By the 20th I wasn’t doing well, although a nurse said I’d made a little progress. The doctor ordered me set up for delivery. I’m not sure what happened after we all arrived in the delivery room, sans Denny. (Back then they didn’t allow husbands at a birth.)
The doctor said he’d use forceps. I don’t know what he did, but I remember feeling faint. I remember hearing a nurse say she was losing fetal heart tone and my blood pressure was thready. I’d been a medical record technician and medical transcriptionist, so in some part of my mind I knew it wasn’t going well. Then the doctor said, “I can’t deliver this woman.” And he didn’t.
I later learned in bits and pieces that he literally threw up his hands and walked out of the delivery room. One nurse stepped into the hall and luckily snagged a well-known OB/Gyn who was sauntering past. He came in, took a look, said: “they’ve let this go too long to do a c-section, but put this woman out, I’ll have scrub up and turn this baby ASAP.”
And he did. Kelly was a footling breech with the cord wrapped around her neck once. Every contraction jerked her up instead of letting her head down the birth canal.
What I know is the doctor who delivered her didn’t get paid a cent. The military had already paid an up-front charge to the derelict doctor. The good man said he didn’t want anything, and to just tell me Merry Christmas, and enjoy my miracle baby.
A nurse relayed all of this before I was allowed to go home on Christmas morning. Denny had found time to put up a tree in our little mobile home; a 3 ft silver tree that Kelly still has, though it’s seen a lot of miles.
In fact, neither Denny nor I were savvy enough to sue that doctor. We felt blessed to have our first baby, who on this December 20th is a beautiful, talented, kind woman, and a wonderful mother herself.
There were some good things that happened back then.
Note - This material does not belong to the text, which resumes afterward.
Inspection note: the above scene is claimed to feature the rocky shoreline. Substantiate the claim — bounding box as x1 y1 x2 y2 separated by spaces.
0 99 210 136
She was the 100th baby born in the hospital. They gave us a photograph plan along with a gorgeous leather album. And because they listed her birth in the local paper, including her name, Kelly Fox, the radio station in the area with call letters KFOX, swooped in and gave us a complete layette, a convertible stroller and a lot of other gifts. I haven’t thought about this in a long time. But I continue to believe that Christmastime is a season of miracles.